The biggest limitation of health insurance risk transfer mechanisms is that they do not directly reduce general health care costs. However, such mechanisms do give policymakers a tool that, in conjunction with other reforms, can create a smoother-functioning health insurance market.

The ability of individuals to choose and keep their preferred health insurance coverage is the key to creating a consumer-centered health care system. Choice and portability would create the right incentives for insurers and providers to compete in offering consumers better value in both health insurance and medical care-that is, more benefit at a lower cost.

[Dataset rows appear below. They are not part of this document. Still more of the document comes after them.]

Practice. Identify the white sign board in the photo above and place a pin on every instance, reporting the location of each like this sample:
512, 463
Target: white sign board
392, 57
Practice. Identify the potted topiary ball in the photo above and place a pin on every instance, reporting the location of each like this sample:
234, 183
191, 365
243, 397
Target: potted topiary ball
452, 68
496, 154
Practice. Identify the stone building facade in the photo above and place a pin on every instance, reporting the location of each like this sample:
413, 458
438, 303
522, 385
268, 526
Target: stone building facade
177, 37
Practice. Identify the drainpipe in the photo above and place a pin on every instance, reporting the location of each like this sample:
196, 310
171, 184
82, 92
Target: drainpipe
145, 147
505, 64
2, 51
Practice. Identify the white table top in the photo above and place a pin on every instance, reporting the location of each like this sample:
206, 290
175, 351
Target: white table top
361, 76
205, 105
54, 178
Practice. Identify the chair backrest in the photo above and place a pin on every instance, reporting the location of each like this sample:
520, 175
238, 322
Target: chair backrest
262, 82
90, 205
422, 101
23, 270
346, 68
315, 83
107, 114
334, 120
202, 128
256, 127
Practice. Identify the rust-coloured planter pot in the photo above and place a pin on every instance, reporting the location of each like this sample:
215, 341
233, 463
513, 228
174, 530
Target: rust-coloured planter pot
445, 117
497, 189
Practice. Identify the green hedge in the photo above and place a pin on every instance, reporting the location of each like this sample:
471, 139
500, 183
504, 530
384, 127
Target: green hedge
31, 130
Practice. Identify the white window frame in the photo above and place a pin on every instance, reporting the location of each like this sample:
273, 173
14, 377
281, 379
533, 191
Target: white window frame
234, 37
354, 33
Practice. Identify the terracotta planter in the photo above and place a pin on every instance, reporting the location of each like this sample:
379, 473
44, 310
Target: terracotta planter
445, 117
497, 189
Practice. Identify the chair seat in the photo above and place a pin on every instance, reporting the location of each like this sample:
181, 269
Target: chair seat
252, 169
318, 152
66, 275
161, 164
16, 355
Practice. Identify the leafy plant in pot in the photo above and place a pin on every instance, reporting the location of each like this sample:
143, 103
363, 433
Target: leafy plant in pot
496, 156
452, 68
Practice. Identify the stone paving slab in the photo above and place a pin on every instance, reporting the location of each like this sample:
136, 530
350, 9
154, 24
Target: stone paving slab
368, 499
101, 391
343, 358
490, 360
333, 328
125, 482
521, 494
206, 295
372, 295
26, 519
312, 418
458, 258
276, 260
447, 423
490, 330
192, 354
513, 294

But if consumers are to be induced, or even required, to obtain health insurance coverage when they are in good health, then they must also be assured that if their heath status changes in the future they will be able to keep, and periodically switch (if they desire), coverage at standard rates. An important component in creating such a consumer-centered health insurance system is an inclusionary risk transfer pool in which all insurers in a state participate. Such a mechanism assures consumers that their ability to choose coverage will not be restricted in the future due to changes in their health status. At the same time, it assures carriers that when consumers in poor health pick their plans, a portion of their higher costs will be spread among all policyholders in the market, and not just among those enrolled with that particular carrier.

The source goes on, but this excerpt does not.